Sortant du cadre de l'horreur pure, King accouche d'un gros bébé désespéré, un pavé nihiliste d'une noirceur déprimante.
Structurellement, on sent l'intérêt de l'auteur pour les séries télé modernes, avec son découpage net, précis et cliffhanger. L'influence télévisuelle se ressent dans la multitude de personnages, une rareté chez un auteur souvent monomaniaque. La psyché des persos est un peu plus poussée que d'habitude pour un King : l'effort est réel, les maladresses / lourdeurs seront pardonnées par les fans, les autres seront perplexes ou se gausseront.
Sur la forme, Under the Dome est un vrai bon morceau de littérature américaine moderne, imprégné de pop culture, chaleureux et enjoué dans l'écriture.
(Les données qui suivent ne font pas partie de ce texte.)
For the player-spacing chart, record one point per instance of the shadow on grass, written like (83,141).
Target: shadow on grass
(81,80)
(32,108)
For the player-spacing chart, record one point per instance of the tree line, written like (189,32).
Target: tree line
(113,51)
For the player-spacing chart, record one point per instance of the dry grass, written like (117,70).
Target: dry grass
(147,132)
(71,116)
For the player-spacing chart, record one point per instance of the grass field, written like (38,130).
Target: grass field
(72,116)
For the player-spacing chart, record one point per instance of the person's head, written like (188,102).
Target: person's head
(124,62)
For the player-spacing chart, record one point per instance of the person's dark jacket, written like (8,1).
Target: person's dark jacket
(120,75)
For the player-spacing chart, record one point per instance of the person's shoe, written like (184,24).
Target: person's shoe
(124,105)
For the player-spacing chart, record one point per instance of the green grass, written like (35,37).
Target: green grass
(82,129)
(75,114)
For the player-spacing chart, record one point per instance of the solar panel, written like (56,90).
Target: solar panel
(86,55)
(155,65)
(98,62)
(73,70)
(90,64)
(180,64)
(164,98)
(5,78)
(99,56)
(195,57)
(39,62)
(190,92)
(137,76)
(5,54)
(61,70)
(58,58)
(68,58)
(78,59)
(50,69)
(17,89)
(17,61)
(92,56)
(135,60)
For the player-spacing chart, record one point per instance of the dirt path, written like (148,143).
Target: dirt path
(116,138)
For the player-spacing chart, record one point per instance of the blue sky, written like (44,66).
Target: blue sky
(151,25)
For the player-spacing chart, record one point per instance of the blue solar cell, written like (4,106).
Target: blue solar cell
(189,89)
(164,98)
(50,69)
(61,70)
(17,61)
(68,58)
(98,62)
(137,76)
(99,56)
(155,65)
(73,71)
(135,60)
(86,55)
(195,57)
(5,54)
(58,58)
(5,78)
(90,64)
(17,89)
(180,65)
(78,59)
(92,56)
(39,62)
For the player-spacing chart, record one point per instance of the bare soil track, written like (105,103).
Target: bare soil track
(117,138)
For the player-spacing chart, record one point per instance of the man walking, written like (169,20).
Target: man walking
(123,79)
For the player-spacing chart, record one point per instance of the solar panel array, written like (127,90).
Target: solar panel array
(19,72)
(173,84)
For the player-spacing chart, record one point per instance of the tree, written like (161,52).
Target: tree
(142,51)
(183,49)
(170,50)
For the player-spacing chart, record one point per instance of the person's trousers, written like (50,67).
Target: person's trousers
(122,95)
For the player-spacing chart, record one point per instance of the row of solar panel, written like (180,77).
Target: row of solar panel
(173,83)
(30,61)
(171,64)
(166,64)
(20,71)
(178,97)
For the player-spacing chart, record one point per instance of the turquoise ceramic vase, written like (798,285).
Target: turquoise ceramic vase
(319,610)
Un réel paradoxe vu la noirceur du fond : il s'agit certainement du roman le plus noir et le plus désespéré jamais écrit par l'auteur, qui, on le sent, a perdu toutes ses illusions sur l'Amérique... et sa population. On a rarement vu héros aussi inutile et bad guys aussi bien traités.
Cette apologie écœuré de la prédation triomphante devrait, dans un monde idéal, résonner comme une alarme. Un roman de King où la conscience politique prend le premier rôle, qui l'eût cru ?
On regrettera le final deus ex machina un peu foireux mais on n'oubliera pas la cruauté et le manque de pitié de l'auteur envers ses personnages, on frissonnera devant cette froideur implacable.
King est en colère et communique sa rage -et son impuissance -sur plus de 1000 pages. Un chef-d'œuvre de misanthropie éclairée, travesti en roman de gare, qui cependant donne à son auteur une toute nouvelle envergure littéraire.